Exploring the properties of contrasts regression


1a. OLS has elevated type I error for phylogenetic data

The independent activity was as follows:

  1. Show that OLS for data simulated on the tree results in elevated type I error. How is the type I error rate affected by tree shape? (Hint, use pbtree(...,d=0), pbtree(...,d>0), and rcoal.)

  2. Show that phylogenetic independent contrasts results in the correct type I error.

  3. Show that OLS is unbiased.

1a. OLS has elevated type I error for phylogenetic data

The first task is to demonstrate that OLS has type I error above the nominal level (say, 0.05) when the data arose on a phylogeny.

The way I will do this is first generate 200 random, pure-birth phylogenetic trees. Next, I will simulate the uncorrelated Brownian evolution of two traits (x and y) on each tree.
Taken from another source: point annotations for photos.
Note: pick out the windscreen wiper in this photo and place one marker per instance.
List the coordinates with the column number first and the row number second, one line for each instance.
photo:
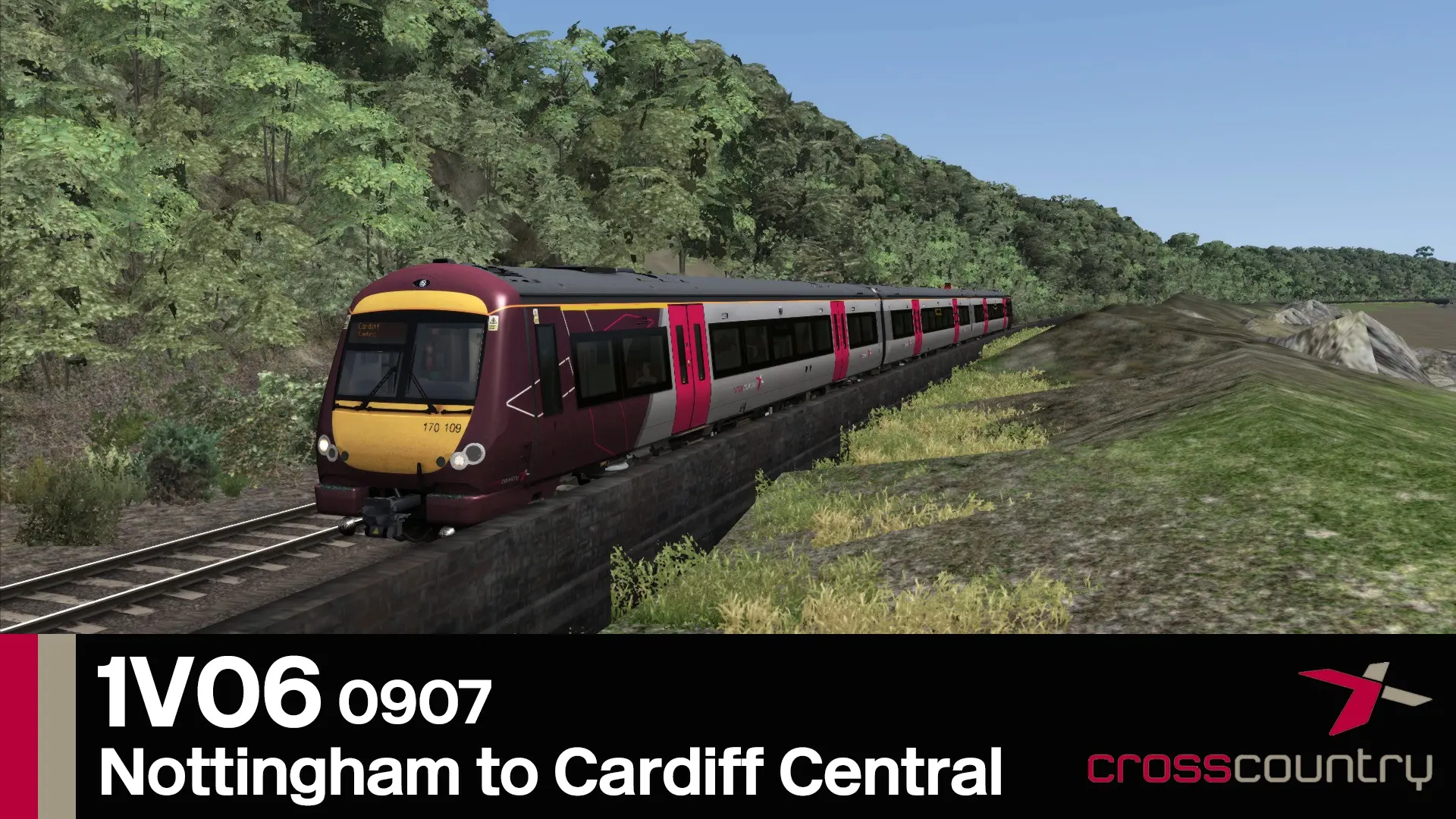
column 422, row 394
column 367, row 398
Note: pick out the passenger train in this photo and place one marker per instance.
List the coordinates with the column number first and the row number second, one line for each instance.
column 459, row 392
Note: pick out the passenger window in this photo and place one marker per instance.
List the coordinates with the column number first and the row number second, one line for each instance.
column 802, row 338
column 644, row 362
column 783, row 335
column 698, row 337
column 727, row 344
column 823, row 335
column 596, row 371
column 902, row 324
column 756, row 344
column 682, row 356
column 549, row 368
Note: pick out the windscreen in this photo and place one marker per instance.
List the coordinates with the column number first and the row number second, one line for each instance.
column 413, row 356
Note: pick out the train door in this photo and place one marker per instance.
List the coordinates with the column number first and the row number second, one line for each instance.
column 915, row 318
column 839, row 325
column 689, row 338
column 548, row 344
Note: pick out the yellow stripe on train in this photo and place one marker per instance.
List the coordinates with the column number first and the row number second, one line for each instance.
column 395, row 442
column 422, row 300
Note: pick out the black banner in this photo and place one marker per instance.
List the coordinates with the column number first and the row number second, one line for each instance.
column 235, row 725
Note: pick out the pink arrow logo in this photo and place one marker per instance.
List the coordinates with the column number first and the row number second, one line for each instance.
column 1363, row 694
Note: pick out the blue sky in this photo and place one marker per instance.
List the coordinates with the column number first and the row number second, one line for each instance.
column 1258, row 123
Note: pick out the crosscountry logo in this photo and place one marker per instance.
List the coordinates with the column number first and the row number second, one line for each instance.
column 1363, row 694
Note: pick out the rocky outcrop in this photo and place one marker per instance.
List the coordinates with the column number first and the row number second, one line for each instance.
column 1308, row 312
column 1360, row 343
column 1440, row 366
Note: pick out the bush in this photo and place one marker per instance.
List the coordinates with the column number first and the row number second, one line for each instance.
column 118, row 431
column 234, row 485
column 181, row 461
column 259, row 431
column 72, row 503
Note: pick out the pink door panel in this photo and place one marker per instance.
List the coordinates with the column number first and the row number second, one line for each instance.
column 839, row 330
column 683, row 381
column 701, row 375
column 915, row 318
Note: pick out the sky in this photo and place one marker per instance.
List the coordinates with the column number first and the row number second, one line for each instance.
column 1261, row 123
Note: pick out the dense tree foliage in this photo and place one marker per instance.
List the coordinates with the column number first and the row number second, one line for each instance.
column 193, row 175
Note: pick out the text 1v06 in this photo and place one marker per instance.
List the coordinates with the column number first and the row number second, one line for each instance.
column 397, row 701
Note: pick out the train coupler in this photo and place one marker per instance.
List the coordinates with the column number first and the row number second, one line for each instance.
column 384, row 516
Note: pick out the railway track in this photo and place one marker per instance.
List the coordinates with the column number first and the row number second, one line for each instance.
column 184, row 569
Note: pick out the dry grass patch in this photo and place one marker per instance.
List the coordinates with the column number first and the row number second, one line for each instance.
column 755, row 594
column 982, row 607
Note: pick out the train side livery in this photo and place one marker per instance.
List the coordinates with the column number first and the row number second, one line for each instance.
column 459, row 392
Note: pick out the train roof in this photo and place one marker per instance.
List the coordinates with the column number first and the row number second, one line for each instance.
column 625, row 283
Finally, I will fit a standard OLS bivariate regression model to each dataset. I will estimate the type I error rate as the fraction of fitted models that are significant at the α = 0.05 level.

First, load phytools & dependencies:

require(phytools)
## Loading required package: phytools
## Loading required package: ape
## Loading required package: maps

Now, let's simulate 200 pure-birth trees using pbtree:

N<-200 # number of simulations
trees<-pbtree(n=100,scale=1,nsim=N)
x<-lapply(trees,fastBM)
y<-lapply(trees,fastBM)

Next, we fit each model:

foo<-function(x,y) lm(y~x)
fits<-mapply(foo,x=x,y=y,SIMPLIFY=FALSE)

Finally, let's count the number that are significant at the α = 0.05 level:

p<-sapply(fits,function(x) anova(x)$"Pr(>F)"[1])
## this should be uniform
hist(p,breaks=seq(0,1,by=0.05))

plot of chunk unnamed-chunk-4

## this is our realized type I error rate
mean(p<=0.05)
## [1] 0.48

From this we should see that type I error can be substantially increased if the phylogeny is not taken into account.

1b. Type I error & tree shape

Now that it is clear that ignoring phylogeny can induce substantial type I error what we want to find out is how that increased error rate is related to the shape of the tree.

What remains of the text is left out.